Rahang membentuk bagian dari mulut, memungkinkannya membuka dan menutup untuk menangkap dan mencerna makanan. Strukturnya berbeda pada ikan bertulang rawan dan bertulang. Misalnya, ikan bertulang memiliki dua set rahang: rahang mulut dan rahang faring. Rahang mulut memungkinkan ikan bertulang untuk menangkap makanan, menggigitnya, dan mengunyahnya. Gigi biasanya hanya tumbuh di satu sisi rahang. Rahang faring, yang terletak di tenggorokan, selanjutnya mencerna makanan dengan mengolahnya sebelum bergerak dari mulut ke perut.

Sebaliknya, ikan bertulang rawan tidak memiliki rahang faring. Rahang mulut ikan ini terdiri dari tulang rawan dan dipisahkan menjadi bagian atas dan bawah. Setiap bagian mampu menampung sejumlah gigi, yang tumbuh dalam beberapa set. Ikan bertulang rawan bahkan dapat menumbuhkan kembali giginya seiring waktu.

Sistem pencernaan

Sistem pencernaan antara ikan bertulang dan ikan bertulang rawan juga berbeda. Usus ikan bertulang rawan biasanya lebih pendek daripada yang ditemukan pada ikan bertulang, namun ususnya berputar di sekitar internal untuk menciptakan area permukaan yang lebih besar yang mengoptimalkan penyerapan nutrisi. Pada ikan bertulang, ususnya lebih panjang dan tidak berbentuk spiral.

Perut berbentuk J dapat ditemukan pada ikan bertulang rawan, sedangkan ikan bertulang memiliki berbagai macam bentuk perut dan dalam beberapa kasus, tidak ada perut sama sekali.

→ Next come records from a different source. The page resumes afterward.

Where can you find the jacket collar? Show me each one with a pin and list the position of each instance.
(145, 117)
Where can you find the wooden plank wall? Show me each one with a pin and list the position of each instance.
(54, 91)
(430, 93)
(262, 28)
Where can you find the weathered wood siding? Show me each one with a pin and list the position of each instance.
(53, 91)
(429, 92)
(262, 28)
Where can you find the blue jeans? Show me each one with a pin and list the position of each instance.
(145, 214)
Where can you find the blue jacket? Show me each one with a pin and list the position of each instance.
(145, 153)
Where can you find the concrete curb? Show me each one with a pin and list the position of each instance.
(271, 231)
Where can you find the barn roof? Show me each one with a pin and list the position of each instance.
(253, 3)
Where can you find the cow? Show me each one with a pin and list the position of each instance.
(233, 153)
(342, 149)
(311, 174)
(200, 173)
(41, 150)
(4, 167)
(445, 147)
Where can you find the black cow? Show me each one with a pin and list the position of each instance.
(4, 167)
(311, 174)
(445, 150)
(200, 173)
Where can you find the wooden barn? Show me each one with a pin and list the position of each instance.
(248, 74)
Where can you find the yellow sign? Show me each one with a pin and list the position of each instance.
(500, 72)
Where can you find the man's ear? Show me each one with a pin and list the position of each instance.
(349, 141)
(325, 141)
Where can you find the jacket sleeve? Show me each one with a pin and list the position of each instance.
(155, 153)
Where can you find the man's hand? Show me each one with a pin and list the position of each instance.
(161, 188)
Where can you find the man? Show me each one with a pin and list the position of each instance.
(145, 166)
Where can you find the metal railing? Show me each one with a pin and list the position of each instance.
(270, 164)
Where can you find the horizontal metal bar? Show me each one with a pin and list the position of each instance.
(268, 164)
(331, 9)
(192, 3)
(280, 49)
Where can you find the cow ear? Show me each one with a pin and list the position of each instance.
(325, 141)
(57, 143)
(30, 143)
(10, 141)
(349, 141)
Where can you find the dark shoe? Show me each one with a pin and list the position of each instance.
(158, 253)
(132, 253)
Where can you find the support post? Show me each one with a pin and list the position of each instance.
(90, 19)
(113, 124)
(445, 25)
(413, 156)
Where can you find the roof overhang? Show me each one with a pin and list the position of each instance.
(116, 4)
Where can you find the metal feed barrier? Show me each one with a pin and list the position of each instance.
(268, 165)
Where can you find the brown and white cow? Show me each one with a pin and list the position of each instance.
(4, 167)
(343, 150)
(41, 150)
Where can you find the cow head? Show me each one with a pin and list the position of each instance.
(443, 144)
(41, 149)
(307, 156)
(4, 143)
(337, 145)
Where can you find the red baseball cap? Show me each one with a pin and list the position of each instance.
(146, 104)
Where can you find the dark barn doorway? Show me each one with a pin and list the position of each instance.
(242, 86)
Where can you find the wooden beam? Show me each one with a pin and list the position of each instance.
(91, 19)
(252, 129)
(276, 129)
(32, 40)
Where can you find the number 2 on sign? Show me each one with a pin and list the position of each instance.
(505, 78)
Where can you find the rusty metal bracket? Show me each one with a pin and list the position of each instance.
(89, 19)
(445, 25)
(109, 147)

Kloaka, lubang di mana urin dan feses dikeluarkan juga berbeda. Ini hanya dapat ditemukan pada ikan bertulang rawan dan bersirip lobus. Pada ikan bertulang lainnya, saluran kemih, alat kelamin, dan anus masing-masing memiliki lubang terpisah.

Daya apung netral

Ikan harus memiliki sistem daya apung internal untuk mencegah mereka mengapung ke atas air atau tenggelam ke dasar, yang dikenal sebagai daya apung netral. Ikan bertulang mampu mempertahankan daya apung netral dengan bantuan dari kantung renang. Kandung kemih berenang biasanya merupakan organ dua kantung yang mengontrol volume gas internal untuk membantu ikan mempertahankan posisi tertentu di dalam air. Hal ini memungkinkan mereka untuk menghemat energi yang mungkin mereka gunakan dengan berenang untuk mempertahankan daya apung netral. Beberapa ikan bertulang telah kehilangan kantung renang melalui evolusi; sebagian besar adalah spesies yang tinggal di bawah.

Ikan bertulang rawan dapat mencapai daya apung netral karena bobot kerangka tulang rawannya yang lebih ringan dan eksteriornya yang lebih hidrodinamik. Beberapa ikan bertulang rawan, seperti hiu, bahkan berenang ke permukaan air untuk menghirup udara yang membantu mereka mempertahankan posisinya di dalam air.